Ya es primavera en la escuela de magia Hedgehoggs. Nadie sabe nada del eterno villano Bordemor, el innombrable, cuyo nombre está en boca de todos. Todo sigue igual que el año anterior salvo por el anuncio de una rifa mágica del gremio de consultores de magia negra para conseguir la Pipa de Tutatis, lo que es recibido con júbilo por los alumnos.
Una delegación de gaiteros de Senegal llega a Hedgehoggs portando el Brazalete Metálico como prueba de buena voluntad. El profesor irlandés Elkkurgan Kristlambert se hace responsable de ello y lo guarda en un sitio seguro. Por su parte, el adorable Leeeroy Jenkins confiesa a Harry Potter que toda su vida ha querido ir a la Caverna de la Suciedad y Harry Potter accede a acompañarlo, más que nada por pena. Por su parte, la alumna nigromante Lipstix usa su vara de zahorí para hacerse con la Pipa de Tutatis y esboza una risa maligna. Harry Potter y Leeeroy Jenkins encuentran al profesor Kristlambert, y usando el hechizo prohibido Invokattrix descubren que está disfrazado y que en realidad se trata de Truebald el Unicornio sin Cuerno, con la misión de ocultar el Brazalete Metálico de los ojos de la humanidad y entregarselo a Bordemor, que se encuentra oculto en el Castillo de Aaargghh. A toda prisa, se encaminan hacia allí.
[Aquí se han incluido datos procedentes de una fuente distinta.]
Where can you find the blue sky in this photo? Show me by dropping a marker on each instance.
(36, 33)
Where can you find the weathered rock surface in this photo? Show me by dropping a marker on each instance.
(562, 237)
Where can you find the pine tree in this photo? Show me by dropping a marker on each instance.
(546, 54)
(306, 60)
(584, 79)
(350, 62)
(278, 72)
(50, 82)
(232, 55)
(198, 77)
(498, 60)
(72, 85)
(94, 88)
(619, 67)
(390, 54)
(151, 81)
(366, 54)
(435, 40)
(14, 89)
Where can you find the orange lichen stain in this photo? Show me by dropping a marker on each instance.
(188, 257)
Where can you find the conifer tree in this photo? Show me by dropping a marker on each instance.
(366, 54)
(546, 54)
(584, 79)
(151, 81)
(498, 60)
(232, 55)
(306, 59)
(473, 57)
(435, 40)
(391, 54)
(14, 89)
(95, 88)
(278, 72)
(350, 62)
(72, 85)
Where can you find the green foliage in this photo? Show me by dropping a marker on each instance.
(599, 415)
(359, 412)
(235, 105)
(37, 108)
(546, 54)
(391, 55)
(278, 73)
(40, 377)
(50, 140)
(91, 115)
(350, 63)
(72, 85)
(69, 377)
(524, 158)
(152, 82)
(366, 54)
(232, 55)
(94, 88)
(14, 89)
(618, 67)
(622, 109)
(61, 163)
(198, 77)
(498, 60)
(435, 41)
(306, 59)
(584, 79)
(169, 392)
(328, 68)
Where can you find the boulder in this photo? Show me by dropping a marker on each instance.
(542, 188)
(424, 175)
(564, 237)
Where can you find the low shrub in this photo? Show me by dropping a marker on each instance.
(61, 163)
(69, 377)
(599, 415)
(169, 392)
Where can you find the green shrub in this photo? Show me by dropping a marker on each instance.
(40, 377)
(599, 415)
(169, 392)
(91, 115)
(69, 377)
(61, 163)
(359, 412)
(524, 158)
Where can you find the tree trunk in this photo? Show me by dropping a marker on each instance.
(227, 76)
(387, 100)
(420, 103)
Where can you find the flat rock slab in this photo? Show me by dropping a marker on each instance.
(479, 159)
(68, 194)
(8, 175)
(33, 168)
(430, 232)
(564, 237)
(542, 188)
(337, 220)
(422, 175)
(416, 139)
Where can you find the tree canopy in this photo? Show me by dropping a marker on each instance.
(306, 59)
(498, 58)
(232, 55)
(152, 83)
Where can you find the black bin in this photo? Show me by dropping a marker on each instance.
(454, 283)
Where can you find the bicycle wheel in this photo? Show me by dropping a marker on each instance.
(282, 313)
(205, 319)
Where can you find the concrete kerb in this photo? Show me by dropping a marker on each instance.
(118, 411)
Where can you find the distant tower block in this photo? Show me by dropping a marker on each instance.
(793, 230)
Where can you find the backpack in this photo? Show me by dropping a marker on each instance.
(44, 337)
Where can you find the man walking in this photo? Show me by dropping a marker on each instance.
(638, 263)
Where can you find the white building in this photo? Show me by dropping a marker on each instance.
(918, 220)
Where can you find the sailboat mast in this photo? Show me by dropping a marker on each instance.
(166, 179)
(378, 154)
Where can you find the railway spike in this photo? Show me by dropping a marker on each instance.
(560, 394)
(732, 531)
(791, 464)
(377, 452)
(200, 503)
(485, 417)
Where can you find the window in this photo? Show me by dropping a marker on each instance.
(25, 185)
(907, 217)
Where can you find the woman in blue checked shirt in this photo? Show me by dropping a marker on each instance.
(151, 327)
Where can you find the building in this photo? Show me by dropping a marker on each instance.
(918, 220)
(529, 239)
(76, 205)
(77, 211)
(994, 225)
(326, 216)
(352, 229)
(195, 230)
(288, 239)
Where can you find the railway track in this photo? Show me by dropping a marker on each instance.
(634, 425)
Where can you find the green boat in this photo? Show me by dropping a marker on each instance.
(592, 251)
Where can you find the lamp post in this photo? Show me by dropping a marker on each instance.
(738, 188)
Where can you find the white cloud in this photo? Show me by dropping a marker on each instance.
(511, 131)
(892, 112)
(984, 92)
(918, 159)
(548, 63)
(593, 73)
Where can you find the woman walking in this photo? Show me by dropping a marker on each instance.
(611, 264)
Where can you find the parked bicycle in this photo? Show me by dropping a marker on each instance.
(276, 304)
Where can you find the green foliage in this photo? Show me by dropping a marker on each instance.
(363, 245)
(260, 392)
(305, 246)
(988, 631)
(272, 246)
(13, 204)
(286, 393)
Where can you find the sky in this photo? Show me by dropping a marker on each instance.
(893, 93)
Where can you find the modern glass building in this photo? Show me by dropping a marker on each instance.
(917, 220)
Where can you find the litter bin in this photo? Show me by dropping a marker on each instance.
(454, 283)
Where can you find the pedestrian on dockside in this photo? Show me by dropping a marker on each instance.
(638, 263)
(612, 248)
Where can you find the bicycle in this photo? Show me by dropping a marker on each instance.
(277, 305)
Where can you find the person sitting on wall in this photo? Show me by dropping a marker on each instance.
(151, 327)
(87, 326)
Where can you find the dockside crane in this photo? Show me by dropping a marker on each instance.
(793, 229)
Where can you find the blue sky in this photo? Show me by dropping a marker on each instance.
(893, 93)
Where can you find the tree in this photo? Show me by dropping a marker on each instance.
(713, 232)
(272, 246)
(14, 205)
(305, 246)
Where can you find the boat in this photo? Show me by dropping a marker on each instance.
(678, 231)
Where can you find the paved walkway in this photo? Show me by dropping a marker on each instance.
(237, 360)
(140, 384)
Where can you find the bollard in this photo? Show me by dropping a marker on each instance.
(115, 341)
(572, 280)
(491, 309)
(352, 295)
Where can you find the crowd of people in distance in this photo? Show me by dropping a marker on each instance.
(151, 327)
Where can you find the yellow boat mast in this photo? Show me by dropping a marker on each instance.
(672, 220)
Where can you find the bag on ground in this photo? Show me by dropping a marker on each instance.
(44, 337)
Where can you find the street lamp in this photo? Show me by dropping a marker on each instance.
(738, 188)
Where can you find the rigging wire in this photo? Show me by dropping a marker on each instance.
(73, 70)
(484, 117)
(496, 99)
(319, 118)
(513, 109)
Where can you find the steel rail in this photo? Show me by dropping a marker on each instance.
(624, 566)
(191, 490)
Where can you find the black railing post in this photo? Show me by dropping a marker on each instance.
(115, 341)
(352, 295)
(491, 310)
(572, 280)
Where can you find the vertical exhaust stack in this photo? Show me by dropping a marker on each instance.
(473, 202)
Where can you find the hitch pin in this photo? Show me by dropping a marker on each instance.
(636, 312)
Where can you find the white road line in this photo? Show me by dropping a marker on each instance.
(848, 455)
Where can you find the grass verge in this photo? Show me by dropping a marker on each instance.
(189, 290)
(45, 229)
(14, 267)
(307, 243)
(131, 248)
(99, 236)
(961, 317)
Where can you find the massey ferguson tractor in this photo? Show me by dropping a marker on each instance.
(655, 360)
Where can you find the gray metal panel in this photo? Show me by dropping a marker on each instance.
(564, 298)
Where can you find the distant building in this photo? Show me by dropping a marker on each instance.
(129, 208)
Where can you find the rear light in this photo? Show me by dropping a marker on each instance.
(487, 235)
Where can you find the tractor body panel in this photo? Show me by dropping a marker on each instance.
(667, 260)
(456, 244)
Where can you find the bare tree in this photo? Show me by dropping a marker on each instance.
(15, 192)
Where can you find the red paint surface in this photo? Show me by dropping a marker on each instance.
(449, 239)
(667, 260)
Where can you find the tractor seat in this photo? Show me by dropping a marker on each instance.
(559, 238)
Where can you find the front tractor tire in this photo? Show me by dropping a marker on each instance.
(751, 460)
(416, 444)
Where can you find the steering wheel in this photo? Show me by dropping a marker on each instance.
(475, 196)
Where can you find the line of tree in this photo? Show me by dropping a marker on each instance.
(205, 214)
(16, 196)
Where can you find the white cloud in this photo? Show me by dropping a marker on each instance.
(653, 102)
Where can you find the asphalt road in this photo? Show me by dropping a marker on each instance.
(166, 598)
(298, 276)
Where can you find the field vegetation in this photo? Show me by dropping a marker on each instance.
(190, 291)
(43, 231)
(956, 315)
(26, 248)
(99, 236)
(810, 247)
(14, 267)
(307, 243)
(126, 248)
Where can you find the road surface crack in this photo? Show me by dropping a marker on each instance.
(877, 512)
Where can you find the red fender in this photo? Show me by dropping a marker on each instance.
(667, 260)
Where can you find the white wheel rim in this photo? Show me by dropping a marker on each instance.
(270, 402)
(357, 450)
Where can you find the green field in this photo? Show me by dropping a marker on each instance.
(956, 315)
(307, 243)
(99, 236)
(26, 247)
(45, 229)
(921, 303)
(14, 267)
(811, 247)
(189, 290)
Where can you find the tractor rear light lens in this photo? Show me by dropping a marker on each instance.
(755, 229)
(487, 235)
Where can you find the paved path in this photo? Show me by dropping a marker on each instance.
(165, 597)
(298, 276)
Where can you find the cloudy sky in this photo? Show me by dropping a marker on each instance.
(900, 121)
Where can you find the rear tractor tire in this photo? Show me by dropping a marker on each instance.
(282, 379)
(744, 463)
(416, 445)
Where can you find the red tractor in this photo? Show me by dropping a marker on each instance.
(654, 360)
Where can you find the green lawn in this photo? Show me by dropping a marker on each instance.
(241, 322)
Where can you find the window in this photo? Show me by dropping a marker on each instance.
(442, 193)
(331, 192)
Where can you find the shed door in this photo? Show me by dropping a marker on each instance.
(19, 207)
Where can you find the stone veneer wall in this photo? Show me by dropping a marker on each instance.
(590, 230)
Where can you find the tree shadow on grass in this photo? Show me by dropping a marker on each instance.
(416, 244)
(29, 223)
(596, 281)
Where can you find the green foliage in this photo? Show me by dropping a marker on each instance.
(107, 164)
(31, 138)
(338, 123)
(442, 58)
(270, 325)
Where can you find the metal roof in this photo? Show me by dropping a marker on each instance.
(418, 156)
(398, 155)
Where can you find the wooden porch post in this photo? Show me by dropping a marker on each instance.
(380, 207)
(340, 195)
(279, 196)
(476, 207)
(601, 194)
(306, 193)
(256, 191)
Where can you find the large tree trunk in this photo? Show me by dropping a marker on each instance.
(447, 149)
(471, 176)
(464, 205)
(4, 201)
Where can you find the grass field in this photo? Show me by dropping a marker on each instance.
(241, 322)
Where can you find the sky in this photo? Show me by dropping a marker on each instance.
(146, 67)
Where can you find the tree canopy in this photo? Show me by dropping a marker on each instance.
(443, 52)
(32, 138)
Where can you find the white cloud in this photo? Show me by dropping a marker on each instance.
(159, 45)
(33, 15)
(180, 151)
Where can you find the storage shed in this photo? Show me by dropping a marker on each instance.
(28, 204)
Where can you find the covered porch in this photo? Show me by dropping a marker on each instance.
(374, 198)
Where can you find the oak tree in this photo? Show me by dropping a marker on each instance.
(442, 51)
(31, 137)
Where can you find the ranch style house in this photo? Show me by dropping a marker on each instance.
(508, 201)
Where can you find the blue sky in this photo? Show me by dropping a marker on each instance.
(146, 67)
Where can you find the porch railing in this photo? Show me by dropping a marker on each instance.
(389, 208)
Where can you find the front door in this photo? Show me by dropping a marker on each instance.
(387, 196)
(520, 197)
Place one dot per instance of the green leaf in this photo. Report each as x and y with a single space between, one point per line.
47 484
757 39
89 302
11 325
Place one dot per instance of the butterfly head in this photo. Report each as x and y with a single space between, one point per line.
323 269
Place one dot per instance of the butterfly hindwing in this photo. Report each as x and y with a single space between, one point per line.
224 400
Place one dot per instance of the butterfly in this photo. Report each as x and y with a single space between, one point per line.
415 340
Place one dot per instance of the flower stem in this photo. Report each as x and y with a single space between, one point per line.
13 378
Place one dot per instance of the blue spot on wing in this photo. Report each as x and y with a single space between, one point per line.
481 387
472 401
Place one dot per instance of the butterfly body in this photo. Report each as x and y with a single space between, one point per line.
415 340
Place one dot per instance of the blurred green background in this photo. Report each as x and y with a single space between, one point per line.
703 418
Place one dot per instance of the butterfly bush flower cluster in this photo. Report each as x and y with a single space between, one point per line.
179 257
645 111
¡Todo era una trampa! Frente a ellos distinguen a Bordemor con su típica cara de estreñido. La horrible Suegra Cadáver y Lipstix aparecen debajo de un troll que llevaba convertido en piedra desde la escena veinticuatro y crean un escudo de fuerza que protege a Bordemor; Harry Potter se ve aislado de sus amigos y rodeado por las sombras. Todo parece perdido. Leeeroy Jenkins, asustado, intenta pedir ayuda con el móvil pero no tiene cobertura. Bordemor se rasca la entrepierna y Harry Potter aprovecha para lanzarle el hechizo Los Tres Improperios Soeces (no mata pero deprime), aunque a quien alcanza es a la Suegra Cadáver, que se cabrea bastante. En el último instante, se escucha un temblor bajo los pies de Bordemor; de las profundidades surge el Brazalete Metálico, dispuesto a defender el Bien, y le lanza por los aires. Harry Potter y Leeeroy Jenkins se salvan de la muerte una vez más. Finalmente, como Harry Potter estuvo a punto de morir no recibe castigo alguno y éste comprende que saltarse las normas es reprochable, pero solamente si te pillan. E incluso así tu nombre sale delante en los títulos de crédito.